Finding involutions with small support

TL;DR

This paper investigates the frequency of permutations and classical group elements with specific involution properties, showing that such elements with small support are proportionally common in large groups.

Contribution

It establishes lower bounds on the proportion of permutations and classical group elements with involutions of small support, extending previous results to broader group classes.

Findings

Proportion of permutations with small support involutions is at least proportional to epsilon.

Similar bounds are obtained for elements in classical groups with certain eigenvalue properties.

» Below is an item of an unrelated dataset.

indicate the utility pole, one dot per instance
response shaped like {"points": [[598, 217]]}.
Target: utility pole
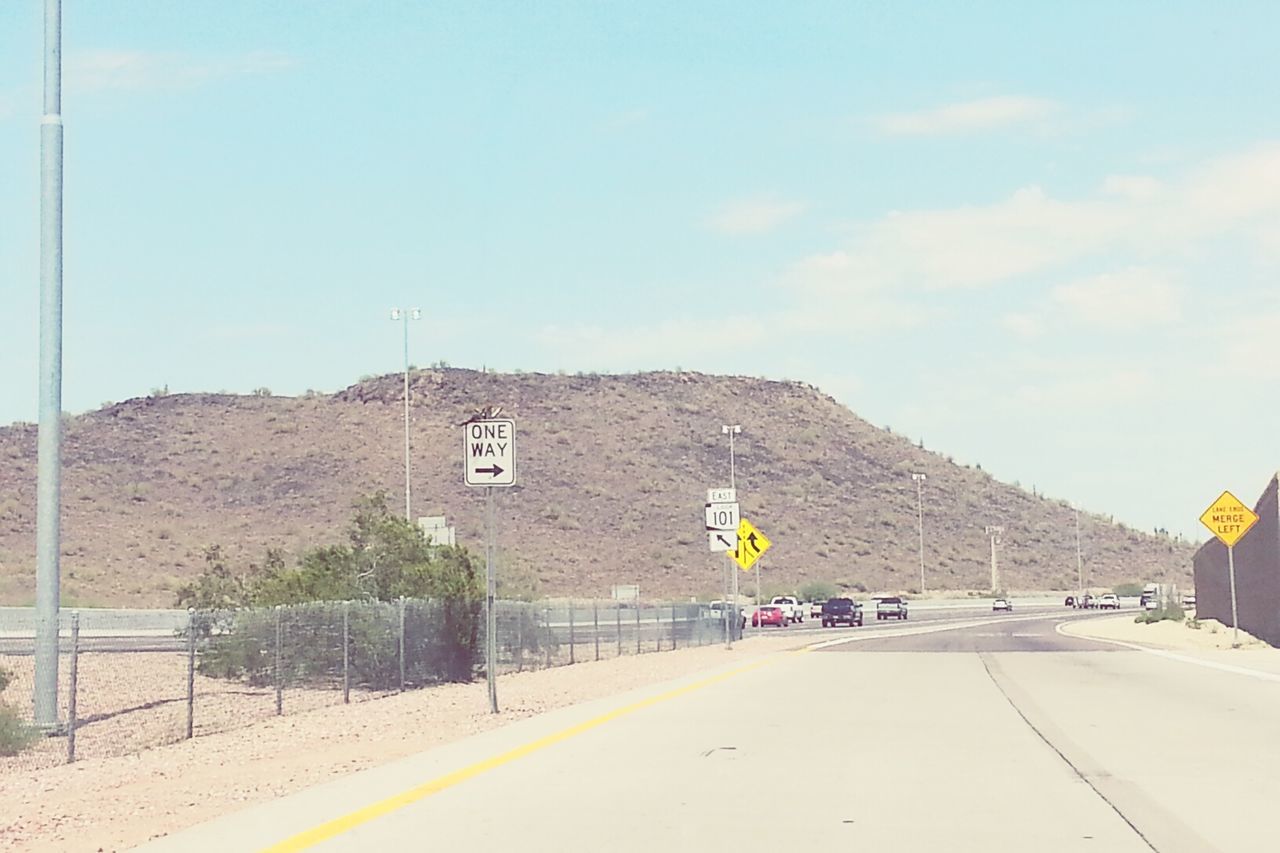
{"points": [[919, 509], [50, 441], [995, 532], [406, 315], [731, 430]]}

Results apply to permutations in symmetric and alternating groups, and to classical groups of odd characteristic.

Abstract

We show that the proportion of permutations $g$ in $S_n$ or $A_n$ such that $g$ has even order and $g^{|g|/2}$ is an involution with support of cardinality at most $\lceil n^\varepsilon \rceil$ is at least a constant multiple of $\varepsilon$. Using this result, we obtain the same conclusion for elements in a classical group of natural dimension $n$ in odd characteristic that have even order and power up to an involution with $(-1)$-eigenspace of dimension at most $\lceil n^\varepsilon \rceil$ for a linear or unitary group, or $2\lceil \lfloor n/2 \rfloor^\varepsilon \rceil$ for a symplectic or orthogonal group.